-
Notifications
You must be signed in to change notification settings - Fork 18
Help
Vector BCO edited this page Apr 13, 2021
·
3 revisions
<#
.SYNOPSIS
Fix for Microsoft Windows Unquoted Service Path Enumeration
.DESCRIPTION
Script for fixing vulnerability "Unquoted Service Path Enumeration" in Services and Uninstall strings.

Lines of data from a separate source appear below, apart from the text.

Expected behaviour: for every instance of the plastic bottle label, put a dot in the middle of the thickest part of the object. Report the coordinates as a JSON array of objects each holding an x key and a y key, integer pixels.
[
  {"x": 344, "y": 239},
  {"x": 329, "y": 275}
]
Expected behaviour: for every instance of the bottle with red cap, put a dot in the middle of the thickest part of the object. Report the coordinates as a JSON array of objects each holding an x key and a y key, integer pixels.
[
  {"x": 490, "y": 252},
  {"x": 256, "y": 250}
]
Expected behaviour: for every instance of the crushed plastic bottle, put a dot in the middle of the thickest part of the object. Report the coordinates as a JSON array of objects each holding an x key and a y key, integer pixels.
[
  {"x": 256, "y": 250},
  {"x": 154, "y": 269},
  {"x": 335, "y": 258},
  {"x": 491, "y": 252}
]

Script modifying registry values.
Require Administrator rights and should be run on x64 powershell version in case if OS also have x64 architecture
.PARAMETER FixServices
This bool parameter allow proceed Services with vulnerability. By default this parameter enabled.
For disabling this parameter use -FixServices:$False
.PARAMETER FixUninstall
Parameter allow find and fix vulnerability in UninstallPaths.
Will be covered paths for x86 and x64 applications on x64 systems.
.PARAMETER FixEnv
Find services with Environment variables in the ImagePath parameter, and replace Env. variable to the it value
EX. %ProgramFiles%\service.exe will be replace to "C:\Program Files\service.exe"
.PARAMETER WhatIf
Parameter should be used for checking possible system impact.
With this parameter script would not change anything on your system,
and only will show information about possible (needed) changes.
.PARAMETER CreateBackup
When switch parameter enabled script will export registry tree`s
specified for services or uninstall strings based on operator selection.
Tree would be exported before any changes.
[Note] For restoring backup could be used RestoreBackup parameter
[Note] For providing full backup path could be used BackupName parameter
.PARAMETER RestoreBackup
This parameter will allow restore previously created backup.
If BackupName parameter would not be provided will be used last created backup,
in other case script will try to find selected backup name
[Note] For creation backup could be used CreateBackup parameter
[Note] For providing full backup path could be used BackupName parameter
.PARAMETER BackupFolderPath
Parameter would be proceeded only with CreateBackup or RestoreBackup
If CreateBackup or RestoreBackup parameter will be provided, then path from this parameter will be used.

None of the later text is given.